As it turns out, race is a factor in trolley problems, but not in the way you might think.  Read about the study here.  On average, political conservatives are more likely to sacrifice minorities, while liberals are more likely to sacrifice whites.  Of course, this whole political conservative/liberal one-dimensional axis is a gross oversimplification... I'd be interested to see what specific moral beliefs it lines up with.  I'm guessing that people with more in-group bias and more xenophobia are more likely to sacrifice someone of a different race. 

Side note:  Haidt's research on moral underpinnings of liberal vs conservative ideologies is interesting.

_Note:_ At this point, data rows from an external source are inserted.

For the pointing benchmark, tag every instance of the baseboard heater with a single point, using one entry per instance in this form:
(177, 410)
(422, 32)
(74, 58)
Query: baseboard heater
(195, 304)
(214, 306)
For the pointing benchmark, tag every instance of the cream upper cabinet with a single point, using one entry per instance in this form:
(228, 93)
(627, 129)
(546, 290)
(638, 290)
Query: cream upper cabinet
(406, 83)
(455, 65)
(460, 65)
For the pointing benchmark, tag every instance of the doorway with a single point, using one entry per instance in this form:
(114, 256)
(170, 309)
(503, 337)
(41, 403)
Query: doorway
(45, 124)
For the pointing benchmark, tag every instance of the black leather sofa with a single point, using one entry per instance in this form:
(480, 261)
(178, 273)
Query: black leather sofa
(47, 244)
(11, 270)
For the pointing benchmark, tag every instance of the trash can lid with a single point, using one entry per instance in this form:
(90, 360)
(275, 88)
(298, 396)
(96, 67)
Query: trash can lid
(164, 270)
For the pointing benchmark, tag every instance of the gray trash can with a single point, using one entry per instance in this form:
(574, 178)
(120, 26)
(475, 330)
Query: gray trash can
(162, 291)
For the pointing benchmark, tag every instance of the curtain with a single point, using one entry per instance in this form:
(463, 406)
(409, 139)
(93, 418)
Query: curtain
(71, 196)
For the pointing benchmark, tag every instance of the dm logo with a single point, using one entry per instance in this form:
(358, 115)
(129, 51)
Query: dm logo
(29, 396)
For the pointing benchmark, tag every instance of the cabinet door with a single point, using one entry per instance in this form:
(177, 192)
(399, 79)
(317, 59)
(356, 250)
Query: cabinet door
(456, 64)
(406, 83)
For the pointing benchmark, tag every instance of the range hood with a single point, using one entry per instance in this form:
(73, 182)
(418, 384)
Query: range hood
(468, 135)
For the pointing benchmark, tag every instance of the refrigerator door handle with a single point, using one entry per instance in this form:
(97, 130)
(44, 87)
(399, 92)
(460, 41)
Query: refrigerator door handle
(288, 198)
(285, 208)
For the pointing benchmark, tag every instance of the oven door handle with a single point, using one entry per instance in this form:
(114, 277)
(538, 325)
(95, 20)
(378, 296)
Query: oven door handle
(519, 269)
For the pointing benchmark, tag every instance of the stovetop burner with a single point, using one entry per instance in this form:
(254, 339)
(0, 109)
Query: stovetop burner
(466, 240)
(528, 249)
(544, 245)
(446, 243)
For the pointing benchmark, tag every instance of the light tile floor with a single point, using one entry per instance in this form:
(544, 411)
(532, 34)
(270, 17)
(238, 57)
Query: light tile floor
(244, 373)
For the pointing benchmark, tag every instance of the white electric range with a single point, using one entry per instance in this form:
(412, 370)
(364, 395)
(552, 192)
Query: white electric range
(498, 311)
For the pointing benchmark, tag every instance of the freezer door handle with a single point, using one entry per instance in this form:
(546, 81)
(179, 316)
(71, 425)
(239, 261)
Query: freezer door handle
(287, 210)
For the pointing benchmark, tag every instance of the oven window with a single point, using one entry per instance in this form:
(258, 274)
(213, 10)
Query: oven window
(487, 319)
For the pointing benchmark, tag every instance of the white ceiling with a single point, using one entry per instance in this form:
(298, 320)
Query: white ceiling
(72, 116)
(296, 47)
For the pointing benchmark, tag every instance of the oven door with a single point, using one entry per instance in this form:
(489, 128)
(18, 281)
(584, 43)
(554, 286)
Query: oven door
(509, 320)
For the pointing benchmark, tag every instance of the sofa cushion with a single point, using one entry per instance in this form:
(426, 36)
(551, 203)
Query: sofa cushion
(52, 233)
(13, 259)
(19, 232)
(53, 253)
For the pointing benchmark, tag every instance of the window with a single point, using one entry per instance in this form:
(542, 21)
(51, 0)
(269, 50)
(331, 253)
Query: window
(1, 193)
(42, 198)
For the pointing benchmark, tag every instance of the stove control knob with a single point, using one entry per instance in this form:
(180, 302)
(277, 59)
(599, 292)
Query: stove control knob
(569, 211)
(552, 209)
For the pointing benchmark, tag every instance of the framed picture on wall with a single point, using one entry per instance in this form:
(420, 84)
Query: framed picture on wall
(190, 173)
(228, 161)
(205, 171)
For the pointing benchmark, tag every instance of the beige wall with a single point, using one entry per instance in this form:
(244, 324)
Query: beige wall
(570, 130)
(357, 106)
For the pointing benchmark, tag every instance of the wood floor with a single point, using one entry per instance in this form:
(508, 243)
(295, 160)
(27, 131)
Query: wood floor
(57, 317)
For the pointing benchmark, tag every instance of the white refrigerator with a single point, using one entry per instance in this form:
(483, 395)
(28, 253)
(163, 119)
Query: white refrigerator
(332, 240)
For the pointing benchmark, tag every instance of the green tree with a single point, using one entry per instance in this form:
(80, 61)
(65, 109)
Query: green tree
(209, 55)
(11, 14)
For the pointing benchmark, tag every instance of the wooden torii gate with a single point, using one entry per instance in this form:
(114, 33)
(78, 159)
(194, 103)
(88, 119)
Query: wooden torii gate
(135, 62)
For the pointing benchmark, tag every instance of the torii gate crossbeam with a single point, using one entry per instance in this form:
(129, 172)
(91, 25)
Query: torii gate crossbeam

Date: 2010-09-27 02:48 am (UTC)
From: [identity profile] spoonless.livejournal.com
I was wondering the same thing, until I read the actual article. According to Wired:

"If you’re wondering whether this is just because conservatives are racist—well, it may well be that conservatives are more racist. But it appears in these studies that the effect is driven [primarily] by liberals saying that they’re more likely to agree with pushing the white man and [more likely to] disagree with pushing the black man.

So we used to refer to this as the “kill whitey” study."

I don't know how much I trust Wired to report scientific studies though. I can't seem to find out a mention of how they (or whether they) controlled for race in this study. There are more white conservatives and more black liberals, so if you didn't control for it at all, and everyone was a bit racist (biased toward their own race) then you'd automatically get this effect. I'm assuming somehow they tried to control for this, but the question is how?

Date: 2010-09-27 07:05 am (UTC)
From: [identity profile] nasu-dengaku.livejournal.com
Yeah, I would have liked it if they broke it down by race within each political affiliation. As it stands there are many possible interpretations.

Date: 2010-10-01 02:40 am (UTC)
From: [identity profile] plymouth.livejournal.com
Reading the article told me what the article's author thinks - not what [livejournal.com profile] nasu_dengaku thinks :)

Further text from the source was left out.